Esa misma auditoría le recrimina a la CEL por no haberle reclamado la garantía a la empresa por supuesto uso inadecuado de anticipos de dinero por el proyecto de los cuales gastó $7.5 millones relacionados con transferencias de fondos a otros países.

Astaldi, además, trasladó más de $2 millones a otros proyectos y empresas dentro y fuera del país que no tienen que ver con el proyecto de la represa.

Posición de la CCR

El representante legal de la Corte de Cuentas de la República (CCR), Lisandro Campos, declaró ayer que la institución cumplirá con el mandato del IAIP y que entregará la información solicitada en el plazo establecido de cinco días hábiles.

Descartó que la Corte de Cuentas vaya a apelar la decisión tanto ante el mismo instituto como ante la Sala de lo Contencioso Administrativo de la Corte Suprema de Justicia (CSJ).

“Es una resolución de cumplimiento y, por lo tanto, es lo que estamos haciendo, cumpliendo con lo que el Instituto está ordenando, por ser la máxima autoridad en la materia. Dentro de cinco días máximo, que vencen el (próximo) lunes.

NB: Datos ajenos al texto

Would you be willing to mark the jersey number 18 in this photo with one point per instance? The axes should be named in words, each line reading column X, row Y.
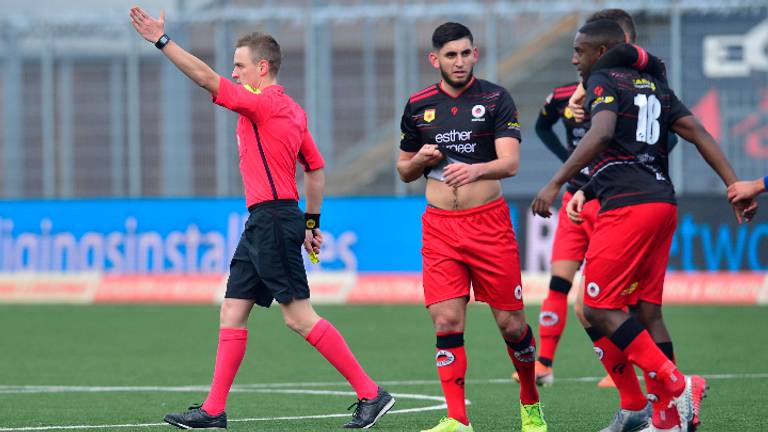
column 648, row 112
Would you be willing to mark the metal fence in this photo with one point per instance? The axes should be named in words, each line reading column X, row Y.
column 90, row 110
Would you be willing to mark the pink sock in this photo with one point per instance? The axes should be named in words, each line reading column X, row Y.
column 232, row 342
column 329, row 342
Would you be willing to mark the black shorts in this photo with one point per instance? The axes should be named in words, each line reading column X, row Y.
column 268, row 263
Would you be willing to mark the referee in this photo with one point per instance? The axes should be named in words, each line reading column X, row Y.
column 272, row 135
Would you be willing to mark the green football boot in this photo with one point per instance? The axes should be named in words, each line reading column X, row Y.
column 533, row 418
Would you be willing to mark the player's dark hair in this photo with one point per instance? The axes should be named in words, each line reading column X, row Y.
column 449, row 32
column 263, row 47
column 622, row 17
column 603, row 32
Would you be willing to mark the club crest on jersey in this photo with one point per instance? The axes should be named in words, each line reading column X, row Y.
column 444, row 358
column 599, row 351
column 598, row 90
column 478, row 111
column 593, row 290
column 632, row 288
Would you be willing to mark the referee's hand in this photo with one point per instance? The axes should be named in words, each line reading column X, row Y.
column 313, row 239
column 147, row 27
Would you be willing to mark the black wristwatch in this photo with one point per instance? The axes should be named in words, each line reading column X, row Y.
column 162, row 42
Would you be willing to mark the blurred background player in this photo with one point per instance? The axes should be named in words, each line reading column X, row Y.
column 630, row 115
column 267, row 265
column 462, row 134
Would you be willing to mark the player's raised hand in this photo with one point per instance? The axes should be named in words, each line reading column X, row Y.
column 459, row 174
column 575, row 206
column 745, row 190
column 543, row 202
column 576, row 103
column 147, row 27
column 745, row 210
column 428, row 155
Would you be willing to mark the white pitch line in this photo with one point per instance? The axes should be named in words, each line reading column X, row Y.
column 440, row 406
column 249, row 388
column 279, row 388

Dentro de ese plazo, el Oficial de Información de la Corte de Cuentas se estará comunicando con él (demandante) para hacerle la entrega formal y oficial de la información a la que pidió acceso”, expresó.

Campos, quien representó a la CCR en el proceso ante el IAIP, sostuvo en la audiencia pública de la semana pasada que la información que ahora será develada formaba parte de un proceso jurisdiccional  que aún no termina.

El Diario de Hoy, a través de su editor subjefe, Mario González, argumentó ante el IAIP y ante los medios de comunicación que la petición del examen especial sobre el contrato entre CEL y Astaldi y las obras de El Chaparral se basa en la obligación que tienen las instituciones de ser transparentes, en el interés público y en el derecho constitucional de los salvadoreños de acceso a la información.

Resaltó la importancia, en el caso, en el derecho que tienen  todos los salvadoreños de saber cómo se gastan los fondos salidos de préstamos para una obra que quedó inconclusa.

Desde que la petición de información fue negada, este Periódico ha seguido con el proceso establecido en la Ley de Acceso a la Información Pública (LAIP) y utilizado los mecanismos establecidos.

Fue el 18 de junio que solicitó el documento ante la Corte de Cuentas, institución que negó el acceso alegando que la información formaba parte de un proceso jurisdiccional y que por tanto tenía reserva.

En su fallo, el IAIP estableció que ese documento fue utilizado durante un proceso administrativo para el cual ya hubo un informe final de auditoría.

“Dar a conocer su contenido (de la auditoría) no produce afectación en el proceso deliberativo jurisdiccional que sigue a su emisión”, estableció en su resolución el IAIP.